Palliative Medicine Reports, 2025.

Who are the authors of this study?

Miharu Morikawa, Masamitsu Kobayashi, Kohei Kajiwara, Kimiko Nakano, Yusuke Kanno, Yoshinobu Matsuda, and Jun Kako.

What is the DOI of this article?

10.1089/pmr.2024.0103.

What population was surveyed in this study?

Registered nurses working in Japanese palliative care units.

Why might a 22.3% response rate be considered a limitation?

It raises the possibility of nonresponse bias, since responding nurses may differ systematically from non-responders in their interest in or confidence about pain-related nursing care.

What does 'prognosis anticipated in the scale of weeks or months' refer to in this study?

The estimated remaining survival time of patients with cancer, stratified into two categories used to compare nursing support implementation.

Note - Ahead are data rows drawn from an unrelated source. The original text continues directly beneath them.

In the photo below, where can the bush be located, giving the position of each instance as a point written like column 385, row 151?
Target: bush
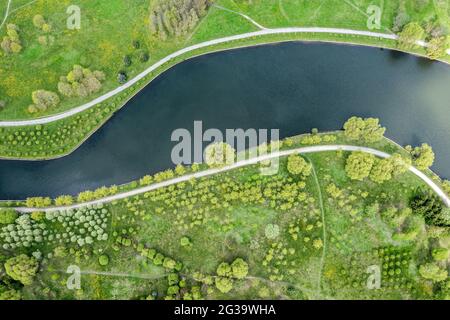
column 408, row 37
column 22, row 268
column 122, row 77
column 239, row 268
column 359, row 165
column 440, row 254
column 103, row 260
column 127, row 61
column 297, row 165
column 224, row 284
column 368, row 129
column 8, row 216
column 432, row 271
column 44, row 99
column 144, row 57
column 272, row 231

What is one practical implication of this study for palliative care unit staffing or training?

Units may consider assessing training, time, and resource barriers that limit implementation of specialized nonpharmacological pain therapies.

Why is it important to know that no statistical significance testing was performed in this study?

It means observed similarities or differences in implementation frequency between groups cannot be interpreted as statistically confirmed effects, only as descriptive patterns.

What broader research program does this study belong to?

It is part of a coordinated series of studies by the same research group examining nonpharmacological nursing support for multiple cancer symptoms (pain, nausea/vomiting, dyspnea, delirium) using the same national Japanese PCU survey.

Search-ready answers

Frequently asked questions

What did this study find about cancer pain care in Japanese palliative care units?

It found that nurses frequently used basic comfort care (environmental adjustment, mental health care, oral care) and postural adjustments (about 80% of nurses), while more specialized nonpharmacological therapies like guided imagery or reflexology were used by fewer than 20% of nurses.

Did nurses change their approach to pain support as a patient's prognosis got shorter?

No. The study found implementation frequencies for the 23 assessed nursing support items were almost the same whether a patient's prognosis was estimated in months or in weeks.

How many nurses and palliative care units took part in this survey?

Of 389 invited PCUs nationwide in Japan, 162 participated; of 2,448 invited nurses, 539 responded, a 22.3% response rate.

What are the main limitations of this study?

It is a single-country, self-reported, cross-sectional survey with a modest 22.3% response rate and no statistical significance testing, which limits generalizability and the strength of any comparative claims.

Which specialized nonpharmacological pain therapies were least used by nurses in this study?

Progressive muscle relaxation, guided imagery therapy, combined therapy, cognitive behavioral intervention, reflexology, self-administered acupressure, exercise, poetry appreciation, auricular acupressure, virtual reality relaxation, and reiki were each used frequently by fewer than 20% of nurses.

Is this study relevant to nursing practice outside Japan, such as in Canada?

It offers useful comparative insight and discussion points, but because the sample and health system are Japan-specific and self-reported, findings should not be assumed to directly generalize to Canadian palliative care settings without local assessment.

What kind of study design was used?

A nationwide, multicenter, cross-sectional online survey of registered nurses working in Japanese palliative care units.

Why didn't the researchers run statistical significance tests?

The abstract states the researchers chose to calculate descriptive statistics on implementation frequencies instead of performing statistical tests, consistent with the study's exploratory, practice-mapping purpose.

What does this study suggest for improving palliative care?

The authors suggest their findings 'offer insights for expanding palliative care support options,' implying a need to address the gap between commonly used comfort measures and rarely used specialized therapies.

Where was this study published and who wrote it?

It was published in Palliative Medicine Reports (2025) by Miharu Morikawa, Masamitsu Kobayashi, Kohei Kajiwara, Kimiko Nakano, Yusuke Kanno, Yoshinobu Matsuda, and Jun Kako (DOI: 10.1089/pmr.2024.0103).